Fiona made a show of looking around. “I see no Highlanders here. Only these men I hired to see me through. You know them. Gair Murray and Padruig.”

Iver flushed, and the others shuffled, uncomfortable. Most people in the Highlands had bought smuggled goods from Gair and Padruig. The minute Gair was arrested, he could reveal what he’d sold not only to every soldier whose duty it was to stamp out smuggling, but to their superiors as well, all the way up the chain of command.

Iver stepped closer to the horse, on the side opposite Padruig, and peered up at Fiona. “Ye trust them?”

“I do to lead me true until they receive their pay at the end of the road. I’m only going home. My brother is ill, as you might have heard.”

Iver nodded, brow furrowing. “Aye, he took injury at Falkirk, I recall. Give him me best.”

“I will. Now, shall you let me pass?”

The Black Watch leader roused to life. “Sorry, ma’am. Orders. Everyone on the road is to be searched.”

“Very well.” Fiona nodded to Una, who started to slide down. Padruig caught Una and set her on her feet, but Fiona swung off herself, not waiting for assistance. “Be quick about it. I’d like to be indoors before nightfall.”

Thank heavens for Stuart. She could be serene, knowing the soldiers wouldn’t find the extra clothes and food she carried, would never realize what she intended to do with them.

Gair was less sanguine. “Ye can see I’m not carrying guns or a casket of gold, can’t ye? Will ye rob me of the few coins I have? I’m reduced to escorting a woman across the Highlands for pay. Take pity on me.”

Iver winced. “Sorry, Gair. I’ll make it quick.”
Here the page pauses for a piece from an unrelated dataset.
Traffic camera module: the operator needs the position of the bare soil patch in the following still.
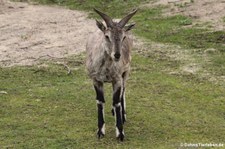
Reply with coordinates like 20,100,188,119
146,0,225,30
0,0,96,67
Iver found four knives, two flasks of whisky, and a few English gold sovereigns in Gair’s pockets, but nothing that seemed to alarm anyone. Padruig had one knife and a flask and that was all.

With Iver’s persuasion, they allowed Una and Fiona to turn out their own pockets, showing they carried only dried meat, bread, and cheese for the journey.

The leader clicked Gair’s two gold coins together. “We might have to confiscate this. Could be the spoils of smuggling.”

“Now, hang on—” Gair blustered.

“Give them to him, Gair.” Fiona kept up her air of an inconvenienced highborn lady as she turned back to her horse. “I’ll give you the cost at journey’s end.”

She allowed Padruig to give her a leg-up into the saddle, settling herself and paying no more attention to the men, as Una was lifted on behind her.

The leader grinned, and the coins disappeared. Gair snarled. Padruig stepped to Gair and simply looked at him. Gair subsided.